After taking the “Encore” edition of his debut album to the top of the Country Albums charts and exploring some fresh musical directions on its new tracks, Hunter Hayes says he’s “very conscious about” his sophomore set and is deliberately taking his time recording it.
“The timetable is flexible, and I’m keeping it that way,” the 22-year-old Hayes, the ranking Country Music Association New Artist of the Year, tells Billboard. “I feel like my team’s done a good job of giving me a ton of space. I’ve got some demos I’m finishing up now. I’ve got about 60-some songs I’ve written for the next record. I finally feel like I’ve got enough material to pick my favorites from and go, ‘OK, once again I feel like I”m honestly representing myself, I’m saying what I want to say. Nothing’s missing.’ I didn’t sit and write another ‘Wanted’ or another this and that.”
Hayes plans to work again with “Hunter Hayes” co-producer Dann Huff and predicts that, instrumentally, he’ll “play almost as much as I did on the first record. There’s a couple songs I may even do by myself. But I’ll bring in some collaborators, too, musician-wise. I’ll bring in some guys I haven’t worked with but wanted to work with. I’m gonna lock down in the studio for about three months an just do it old school — what I consider old school, at least, just ‘Let’s go in and make a record,’ with not too much traveling in between. Just locked up in the studio trying to make a record.”
Until that happens, Hayes hopes that the “Encore” edition of “Hunter Hayes” — whose five new tracks include the singles “I want Crazy” and the Jason Mraz collaboration “Everybody’s Got Somebody But Me” — will serve as a half-step towards the sophomore set. “I really wanted to be back in the studio, but I’m not ready for a (full) new record, right?” Hayes explains.
“These are songs that existed in a time warp where it wasn’t like they were written for the new album but were probably going to get lost if we didn’t get them out. Because I wrote them, I’m attached to them, and I feel like they belong in a certain chapter of my career. So I felt like this was an opportunity to finish my introduction and say, ‘This is who I am. Here’s what I’m feeling right now and how the music has evolved after I’ve toured it.’ It’s an update — not the Facebook update where you go, ‘What happened?’ but the IOS update where after this much time of doing this I could bring more energy to the record.”
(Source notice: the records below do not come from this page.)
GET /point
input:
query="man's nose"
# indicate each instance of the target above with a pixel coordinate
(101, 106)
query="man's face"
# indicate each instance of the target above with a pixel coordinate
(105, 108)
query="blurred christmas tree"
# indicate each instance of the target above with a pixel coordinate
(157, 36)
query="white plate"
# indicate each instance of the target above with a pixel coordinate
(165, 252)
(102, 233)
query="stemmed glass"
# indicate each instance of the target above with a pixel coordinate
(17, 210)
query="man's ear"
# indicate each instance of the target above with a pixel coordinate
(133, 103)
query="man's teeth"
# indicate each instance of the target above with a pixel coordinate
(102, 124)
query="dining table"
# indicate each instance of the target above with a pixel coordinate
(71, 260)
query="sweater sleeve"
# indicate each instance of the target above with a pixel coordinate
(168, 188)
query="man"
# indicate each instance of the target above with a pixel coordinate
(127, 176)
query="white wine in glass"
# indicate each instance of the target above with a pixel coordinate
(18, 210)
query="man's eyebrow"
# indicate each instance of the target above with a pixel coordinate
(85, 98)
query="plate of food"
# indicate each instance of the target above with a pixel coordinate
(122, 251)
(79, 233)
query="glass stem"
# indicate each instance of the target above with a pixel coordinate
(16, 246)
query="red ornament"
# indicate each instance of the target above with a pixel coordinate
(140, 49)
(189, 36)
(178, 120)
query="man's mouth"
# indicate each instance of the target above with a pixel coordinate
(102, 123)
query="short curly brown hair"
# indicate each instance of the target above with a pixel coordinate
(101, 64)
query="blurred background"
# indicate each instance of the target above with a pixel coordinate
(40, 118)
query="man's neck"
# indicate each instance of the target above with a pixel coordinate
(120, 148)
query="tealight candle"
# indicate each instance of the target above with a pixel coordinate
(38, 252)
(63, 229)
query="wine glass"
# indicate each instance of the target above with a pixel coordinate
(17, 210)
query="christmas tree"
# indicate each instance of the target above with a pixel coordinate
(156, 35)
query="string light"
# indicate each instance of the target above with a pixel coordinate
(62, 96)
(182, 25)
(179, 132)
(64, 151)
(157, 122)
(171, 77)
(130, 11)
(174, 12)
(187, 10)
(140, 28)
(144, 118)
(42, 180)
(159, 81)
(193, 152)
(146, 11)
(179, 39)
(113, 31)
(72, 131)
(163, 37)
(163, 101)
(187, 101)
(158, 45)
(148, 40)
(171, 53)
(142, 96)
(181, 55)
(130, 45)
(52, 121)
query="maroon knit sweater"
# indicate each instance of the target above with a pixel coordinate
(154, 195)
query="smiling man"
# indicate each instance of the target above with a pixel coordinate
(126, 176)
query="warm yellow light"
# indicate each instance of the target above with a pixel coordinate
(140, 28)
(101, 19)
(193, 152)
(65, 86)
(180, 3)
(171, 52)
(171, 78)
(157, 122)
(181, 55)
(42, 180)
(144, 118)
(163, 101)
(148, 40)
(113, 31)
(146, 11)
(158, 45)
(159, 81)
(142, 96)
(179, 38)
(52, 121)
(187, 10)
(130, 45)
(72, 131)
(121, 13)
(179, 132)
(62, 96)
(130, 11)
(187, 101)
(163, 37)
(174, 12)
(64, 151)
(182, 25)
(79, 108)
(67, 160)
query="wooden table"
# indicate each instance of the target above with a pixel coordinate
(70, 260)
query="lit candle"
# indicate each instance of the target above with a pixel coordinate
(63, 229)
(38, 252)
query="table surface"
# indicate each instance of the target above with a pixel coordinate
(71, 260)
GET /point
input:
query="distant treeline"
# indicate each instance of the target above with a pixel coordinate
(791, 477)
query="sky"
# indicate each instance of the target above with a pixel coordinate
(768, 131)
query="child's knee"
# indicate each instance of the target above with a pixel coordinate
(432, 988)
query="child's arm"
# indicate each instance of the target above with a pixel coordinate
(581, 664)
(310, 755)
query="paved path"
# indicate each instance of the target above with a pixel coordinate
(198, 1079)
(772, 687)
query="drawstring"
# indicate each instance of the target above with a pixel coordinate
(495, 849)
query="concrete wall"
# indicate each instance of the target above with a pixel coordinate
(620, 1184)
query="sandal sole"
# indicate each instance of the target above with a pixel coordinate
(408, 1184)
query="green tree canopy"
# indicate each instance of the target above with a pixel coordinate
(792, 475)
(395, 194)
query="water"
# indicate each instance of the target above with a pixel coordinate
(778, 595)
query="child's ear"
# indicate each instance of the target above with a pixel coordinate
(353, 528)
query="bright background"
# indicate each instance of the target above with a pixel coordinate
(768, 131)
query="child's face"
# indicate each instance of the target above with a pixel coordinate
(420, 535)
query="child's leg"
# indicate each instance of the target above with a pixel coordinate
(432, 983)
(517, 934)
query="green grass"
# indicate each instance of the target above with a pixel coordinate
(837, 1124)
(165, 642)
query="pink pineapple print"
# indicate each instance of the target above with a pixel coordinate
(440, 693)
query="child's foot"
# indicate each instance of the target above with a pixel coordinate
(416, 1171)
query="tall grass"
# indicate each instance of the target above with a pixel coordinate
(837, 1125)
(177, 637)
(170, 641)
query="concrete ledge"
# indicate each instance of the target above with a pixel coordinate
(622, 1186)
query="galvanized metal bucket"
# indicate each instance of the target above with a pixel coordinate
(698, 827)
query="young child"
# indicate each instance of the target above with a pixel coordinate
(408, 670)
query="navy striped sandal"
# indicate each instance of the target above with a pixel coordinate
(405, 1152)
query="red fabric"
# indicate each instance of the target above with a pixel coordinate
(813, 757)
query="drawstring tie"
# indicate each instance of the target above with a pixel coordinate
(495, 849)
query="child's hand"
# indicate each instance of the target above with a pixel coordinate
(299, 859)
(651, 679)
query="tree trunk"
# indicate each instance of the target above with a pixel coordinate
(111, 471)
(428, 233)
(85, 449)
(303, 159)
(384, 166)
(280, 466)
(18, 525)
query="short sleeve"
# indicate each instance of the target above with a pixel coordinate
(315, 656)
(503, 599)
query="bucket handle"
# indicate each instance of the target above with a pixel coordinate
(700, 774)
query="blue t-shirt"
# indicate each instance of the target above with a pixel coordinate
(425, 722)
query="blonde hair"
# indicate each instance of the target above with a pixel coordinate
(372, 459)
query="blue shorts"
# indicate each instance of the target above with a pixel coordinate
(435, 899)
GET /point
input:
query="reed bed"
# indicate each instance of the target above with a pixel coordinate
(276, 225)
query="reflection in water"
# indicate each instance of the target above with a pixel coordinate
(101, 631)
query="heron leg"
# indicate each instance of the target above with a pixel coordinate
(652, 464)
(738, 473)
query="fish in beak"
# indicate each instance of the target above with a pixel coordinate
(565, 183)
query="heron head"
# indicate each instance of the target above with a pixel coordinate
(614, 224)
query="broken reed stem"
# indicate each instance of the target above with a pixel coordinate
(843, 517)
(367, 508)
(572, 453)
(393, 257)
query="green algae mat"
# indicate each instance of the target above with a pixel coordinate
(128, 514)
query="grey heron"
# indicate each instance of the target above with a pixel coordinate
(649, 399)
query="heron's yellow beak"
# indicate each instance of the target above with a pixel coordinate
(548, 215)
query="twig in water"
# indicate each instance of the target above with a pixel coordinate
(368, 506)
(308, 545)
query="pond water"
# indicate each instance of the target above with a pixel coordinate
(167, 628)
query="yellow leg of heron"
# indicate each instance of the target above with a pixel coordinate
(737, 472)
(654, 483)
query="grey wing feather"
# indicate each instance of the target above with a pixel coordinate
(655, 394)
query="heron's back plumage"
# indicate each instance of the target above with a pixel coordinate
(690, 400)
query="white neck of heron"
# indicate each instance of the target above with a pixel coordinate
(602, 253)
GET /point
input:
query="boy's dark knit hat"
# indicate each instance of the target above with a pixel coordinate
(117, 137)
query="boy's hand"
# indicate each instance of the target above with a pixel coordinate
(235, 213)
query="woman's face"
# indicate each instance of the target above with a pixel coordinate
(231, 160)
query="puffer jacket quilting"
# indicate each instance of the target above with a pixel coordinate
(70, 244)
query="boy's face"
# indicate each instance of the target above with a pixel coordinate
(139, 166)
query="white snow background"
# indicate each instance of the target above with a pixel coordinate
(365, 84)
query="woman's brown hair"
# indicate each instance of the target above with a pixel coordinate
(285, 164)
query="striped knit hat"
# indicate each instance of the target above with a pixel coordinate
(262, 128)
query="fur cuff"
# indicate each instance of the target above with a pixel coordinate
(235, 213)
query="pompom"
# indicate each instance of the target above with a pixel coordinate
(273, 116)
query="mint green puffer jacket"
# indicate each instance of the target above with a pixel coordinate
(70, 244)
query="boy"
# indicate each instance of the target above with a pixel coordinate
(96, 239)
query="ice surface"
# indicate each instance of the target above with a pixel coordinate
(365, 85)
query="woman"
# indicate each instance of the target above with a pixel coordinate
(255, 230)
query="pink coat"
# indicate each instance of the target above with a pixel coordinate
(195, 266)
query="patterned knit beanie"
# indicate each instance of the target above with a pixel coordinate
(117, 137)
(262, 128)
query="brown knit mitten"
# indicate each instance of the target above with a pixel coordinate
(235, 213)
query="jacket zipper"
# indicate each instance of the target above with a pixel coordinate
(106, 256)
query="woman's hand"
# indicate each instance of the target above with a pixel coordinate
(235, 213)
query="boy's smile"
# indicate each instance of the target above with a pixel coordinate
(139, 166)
Hayes adds that “I Want Crazy,” which hit No. 2 on the Country Songs chart and was certified platinum, is a song he “stuck up for” even after the original version of the “Hunter Hayes” was locked and loaded. “I really believed in it,” Hayes says. “I really wanted it to be on a record; I didn’t know if it would be on the next one or whatever, but I told (Huff), ‘I don’t care what we’re doing. We’re doing this song!’ It’s a new direction for me musically, a lot of new territory, and I was excited to tap into that territory. We tried it and it evolved so quickly and sort of on its own that halfway through the process everybody felt the same way I did. That was the first time I let my own intuition stand up for the music that strongly, and it worked.”
Hayes is in the midst of a headlining Let’s Be Crazy Tour that runs through Dec. 7. He’ll also be performing “Everybody’s Got Somebody But Me” at the 47th Annual CMA Awards taking place Nov. 6 in Nashville and televised on ABC.